In 2011, under Dirk Kuiper's watch as President, the spotlight fell on two important Membership matters. One was the transformation of the existing Corporate Associate Member (CAP) category into the new Corporate Industry Programme (CIP).
The success of the CIP Category has been very encouraging – since its first introduction in the 2013 calendar year, the uptake of companies under CIP has almost rivalled those for individual members.
Jason Freyling and Frank Silberberg deserve special mention for initiating this change. Likewise, the Fellow membership category has undergone extensive revision to reflect more accurately the need for proper acknowledgement of those special IICA members whose contributions to the Institute and to our industry sectors are deemed outstanding.

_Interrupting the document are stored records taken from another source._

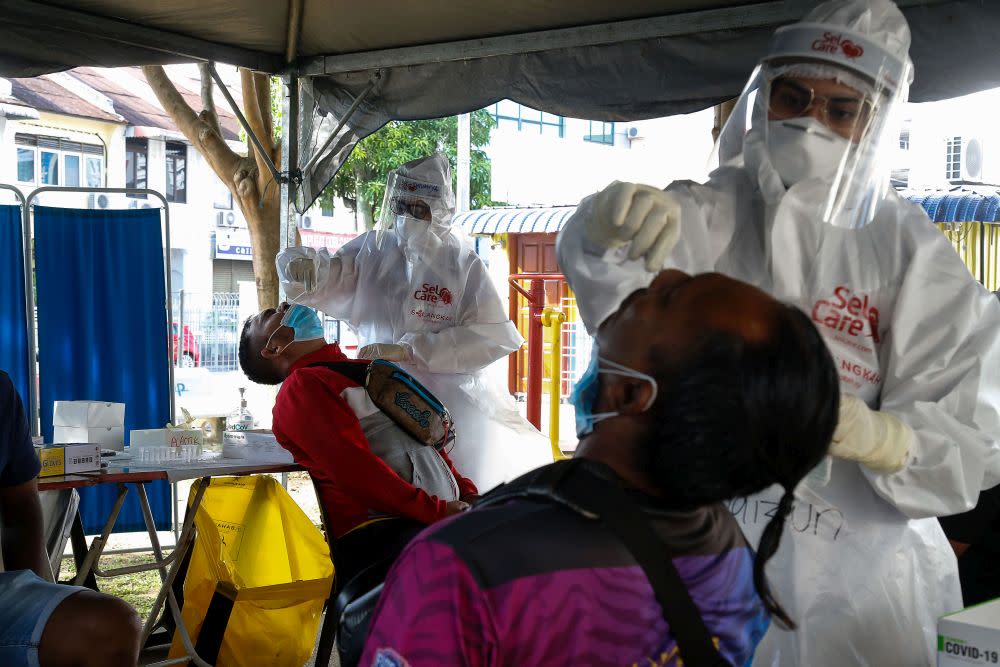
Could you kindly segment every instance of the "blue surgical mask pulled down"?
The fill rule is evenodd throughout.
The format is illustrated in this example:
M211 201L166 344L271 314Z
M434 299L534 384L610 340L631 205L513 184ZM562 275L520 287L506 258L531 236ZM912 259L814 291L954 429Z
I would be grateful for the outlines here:
M294 333L293 343L300 343L307 340L323 338L323 322L319 319L319 313L308 306L295 303L288 307L281 318L281 326L288 327ZM274 333L278 330L275 329ZM272 333L267 339L266 347L270 347ZM291 343L289 343L290 345Z
M602 365L606 366L606 368L601 368ZM597 422L617 417L619 414L617 412L594 412L594 403L597 402L597 379L601 373L604 373L605 375L621 375L623 377L637 378L639 380L645 380L652 385L653 393L650 394L649 401L646 402L645 407L643 407L643 411L649 410L649 408L651 408L653 403L656 401L656 394L659 391L659 386L656 384L656 379L654 377L609 359L602 358L597 349L597 345L594 345L593 353L590 355L590 365L587 366L587 370L584 371L583 375L580 376L580 379L577 380L576 386L573 388L573 394L570 396L570 402L573 404L573 409L576 413L576 437L578 438L582 438L593 431L594 424Z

Mario Dona and Ian Gibson deserve acknowledgement for progressing this change. [Ian Gibson was given a Special Industry Contribution Award by PACE at the 2013 PACE Zenith Awards in Sydney.]
A feature of the Institute that seems to have been set in stone and just continues to shine year in and year out are the Table Top Exhibitions or Technology Expos as they are now known. Around 15 are conducted in each Australian capital city as well as in many regional areas every year.
These exhibitions provide invaluable access for IICA member supplier and service providers to meet and do business with potential end users. Their introduction has truly been one of the IICA's outstanding successes.
There are many more areas that have not been canvassed in this short tribute to the Institute on its 70th birthday year. This is inevitable because space simply does not permit all achievements and those who initiated and progressed them to be mentioned.
Suffice to say that the Institute today stands on the shoulders of all those dedicated men and women whose vision, energy, enthusiasm and foresight has made the IICA into a vibrant professional Institute that is very much looking forward to the next 70 years.